As a reminder of that post, Mr. Domer pointed out that Wisconsin allows workers’ compensation benefits for workers who suffer from mental injuries unaccompanied by physical injury (so called “mental-mental” injuries).

Unlike in Wisconsin, mental injuries in Nebraska are only compensable if the psychiatric problem or depression is a product of a physical work-related injury (“physical-mental” injuries). An exception to this rule is that first responders (sheriff, police, state patrol, firefighters, and EMT/paramedics) may recover work comp benefits for mental-mental injuries in Nebraska.

In sum, Nebraska limits mental-mental injuries only to first responders, and limits workers’ compensation coverage for mental injuries even when they are accompanied by physical injuries.

The Nebraska courts tend to split hairs as to whether a mental injury is caused by the physical injury or whether the mental injury is caused by something else. For example, if the mental injury is shown to have been caused by the stress of work or the stress of the workers’ compensation process or litigation, the mental injury will not be covered under work comp.

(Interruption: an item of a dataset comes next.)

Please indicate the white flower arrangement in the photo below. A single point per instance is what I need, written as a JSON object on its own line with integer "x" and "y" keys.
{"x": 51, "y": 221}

In sum, Nebraska limits mental-mental injuries only to first responders, and limits workers’ compensation coverage for mental injuries even when they are accompanied by physical injuries. Therefore, it is important that if you have a mental issue after your work comp injury, make sure to report to your doctor that it is from the physical injury and not from the stress of your workers’ compensation claim, if that is accurate for your situation. If not properly reported and/or documented, your mental injury many not be covered by workers’ compensation even if the depression came soon after your back injury.